Hawaii's Own `Crossroads' Cuisine
BOSTON — JEAN-MARIE JOSSELIN frowns just a little at the subject of Hawaiian stereotypes. Tourists in flowered shirts and muumuus attending luaus, wearing plastic leis, and doing the hula. Little umbrellas in drinks. Lots of pineapple and coconut. Roasted pig and poi.
"I know that it's not all that, so it gives me a chance to explain to the people and to make them understand that yes, there is the pineapple, the little umbrella, and the pig, but there's so much more," he says.
Mr. Josselin is chef and owner of A Pacific Cafe in Kapaa, Kauai, the Hawaiian island northwest of Oahu. Born in France and educated at the Culinary School of Paris, he has embraced the foods of his adopted home of Hawaii and come up with a contemporary version of its cuisine. In addition to running a successful restaurant (another is on the way), he has come out with a colorful cookbook: "A Taste of Hawaii" (Stewart, Tabori & Chang: $35).
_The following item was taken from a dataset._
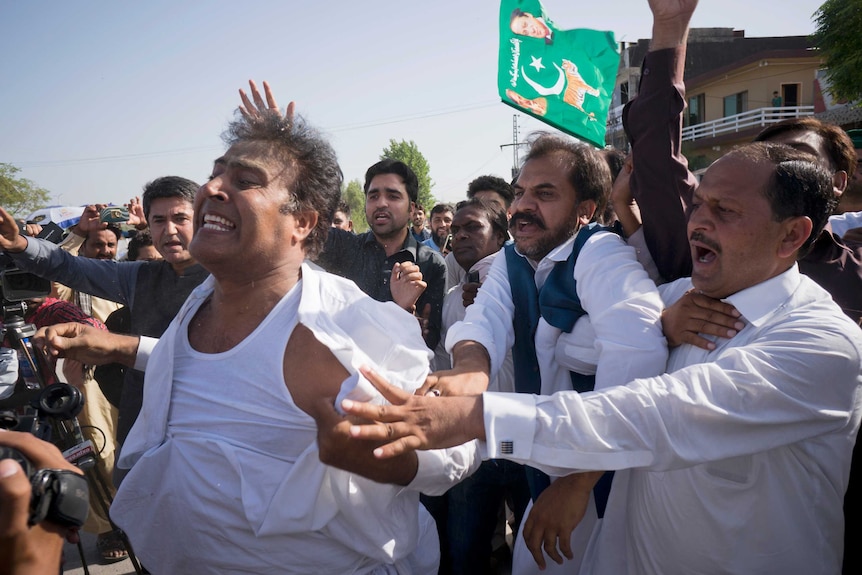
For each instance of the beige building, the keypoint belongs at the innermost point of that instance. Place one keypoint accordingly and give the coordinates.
(735, 86)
What a lot of people don't think about is that Hawaii is truly a "crossroads of the Pacific," says Josselin in French-accented English during a Monitor interview in Boston. Hawaii's geographic position has not only made it a vacation and food paradise (tropical fruits and vegetables, seafood), but also a home for many people from many countries. In addition to native Hawaiians, there are Chinese, Japanese, Filipinos, Koreans, Portuguese, "mainlanders," and others, says Josselin.
What this means for the culinary scene is a concentrated and still-simmering stew of food traditions. Different groups came to Hawaii and added their bit to the stewpot, and a distinct cuisine has evolved. "It was quite interesting to see people had created some kind of taste that was nowhere else," says Josselin, a jovial gentleman who seems almost as Hawaiian as he is French.
"Basically what happened along all these years is [that] people started to mix the different techniques and different tastes together without really any fears," he explains. People would meet at a luau (actually more of a picnic than the events tourists attend at hotels), for example, and exchange ideas. "Slowly, they kind of fused the cuisines together to what is Hawaii today," says Josselin.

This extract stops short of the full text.